Недавний подчиненный выхватил из-под пиджака пистолет, однако он опоздал. Не вынимая из кармана зажатый в правой руке пистолет, Прюдомм выстрелил. К сожалению, пистолет этот был малого калибра, а бывший полковник из Иностранного легиона был очень крупным человеком, и он тут же, в автомобиле, бросился на Прюдомма. Однако ветеран Сопротивления, решивший на всякий случай вернуться к прошлым военным привычкам, был готов и к этому. Лацканы его пиджака укрывали тонкую стальную проволоку достаточной длины и с двумя петлями на концах. Он быстро вытянул ее, забросил за голову своего подчиненного, скрестил запястья и сильным рывком натянул проволоку – кровь из горла палача оросила руки приговоренного человека, приговоренного, но живого.

Джоэл и Валери молча слушали рассказ человека из Сюрте. Нарисованная им картина выглядела довольно грустно. Интерпол скомпрометирован, arrondissement [206] полиция стала жертвой манипуляций, сама Сюрте коррумпирована, правительственные сообщения все ложны.

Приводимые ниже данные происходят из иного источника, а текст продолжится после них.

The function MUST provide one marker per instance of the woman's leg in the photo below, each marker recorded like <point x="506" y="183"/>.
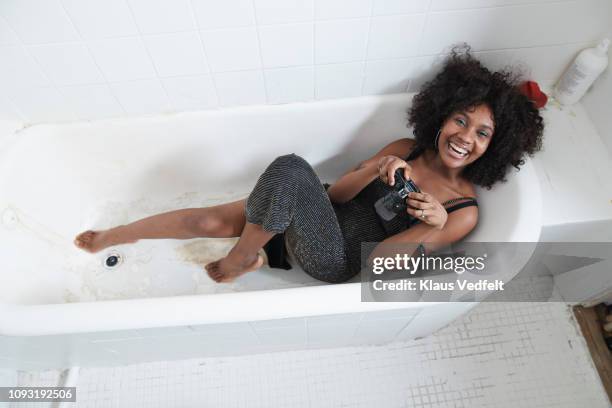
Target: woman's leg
<point x="220" y="221"/>
<point x="288" y="197"/>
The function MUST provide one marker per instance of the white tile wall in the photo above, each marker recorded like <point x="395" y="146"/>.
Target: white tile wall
<point x="350" y="48"/>
<point x="163" y="16"/>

– Я расскажу вам все, что знаю, потому что мне необходима ваша помощь, – сказал Конверс, поднимаясь с кресла и направляясь к столу, на котором лежали в зеленой папке машинописные листы сделанных по всей форме показаний. – Лучше, если вы прочитаете все это собственными глазами, но боюсь, вам придется читать здесь. Утром я сделаю несколько копий, но до этого я не хочу, чтобы этот документ покидал комнату. Кстати, Вэл заказала для вас отдельный номер, не спрашивайте меня, как ей это удалось, но думаю, что администратор закажет себе теперь новый гардероб, а может быть, и купит новый домик.

– Mersi [207] , мадам.

– Фамилия – Френч [208] , – добавил Джоэл.

– Простите?

– Я хочу сказать, что фамилия – Френч.

– Qui [209] .

– Учтите, я имею в виду…

– Pardon, mon vieux, – вмешалась Вэл. – Le nom sur le registre est “Monsieur French”, c’est un nom anglais, pas francais. French. Artur French [210] .

– Но мне ведь придется что-то подписывать, говорить… Тогда может раскрыться, что…

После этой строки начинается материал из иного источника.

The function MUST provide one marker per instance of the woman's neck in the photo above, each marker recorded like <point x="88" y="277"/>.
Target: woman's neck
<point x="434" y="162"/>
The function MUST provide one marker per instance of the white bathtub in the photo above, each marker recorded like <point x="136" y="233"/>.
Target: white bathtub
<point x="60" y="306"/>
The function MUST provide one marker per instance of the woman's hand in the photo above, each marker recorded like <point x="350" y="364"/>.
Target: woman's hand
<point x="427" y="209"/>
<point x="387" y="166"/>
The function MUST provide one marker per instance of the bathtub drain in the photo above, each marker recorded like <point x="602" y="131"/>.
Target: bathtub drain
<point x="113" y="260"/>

– Ничего не придется подписывать и ничего не придется говорить, – прервала его Вэл, беря ключ с прикроватной тумбочки и вручая его Прюдомму. – Комната оплачена за трое суток. После этого, а возможно и раньше, если вы согласитесь нам помогать, мы, все трое, будем уже далеко.

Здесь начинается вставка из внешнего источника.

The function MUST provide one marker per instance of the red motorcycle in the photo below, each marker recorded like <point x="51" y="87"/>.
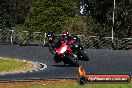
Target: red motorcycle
<point x="77" y="49"/>
<point x="65" y="53"/>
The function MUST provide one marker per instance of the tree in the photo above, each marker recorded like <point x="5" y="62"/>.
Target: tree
<point x="123" y="19"/>
<point x="8" y="13"/>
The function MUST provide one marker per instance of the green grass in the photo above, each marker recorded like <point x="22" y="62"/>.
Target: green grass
<point x="75" y="85"/>
<point x="9" y="65"/>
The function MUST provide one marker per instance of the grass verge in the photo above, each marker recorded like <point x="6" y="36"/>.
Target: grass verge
<point x="11" y="65"/>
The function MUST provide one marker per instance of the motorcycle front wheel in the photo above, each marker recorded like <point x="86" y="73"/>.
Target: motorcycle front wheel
<point x="72" y="60"/>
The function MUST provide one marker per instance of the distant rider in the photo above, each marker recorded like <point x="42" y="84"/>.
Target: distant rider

– Жуть. И я должен все это прочитать?

– Mon ami – mon ёроих – est un avoue brilliant [211] .

– Je comprends [212] .

– Тут примерно сорок страниц, – сказал Конверс, передавая бумаги Прюдомму. – Чтобы проглотить это, вам потребуется по меньшей мере час. А мы пока что спустимся вниз и перекусим.

– Bien [213] . Мне многое хочется узнать.

– А как насчет вас самого? – спросил Джоэл, стоя рядом с французом. – Труп в машине наверняка уже обнаружен.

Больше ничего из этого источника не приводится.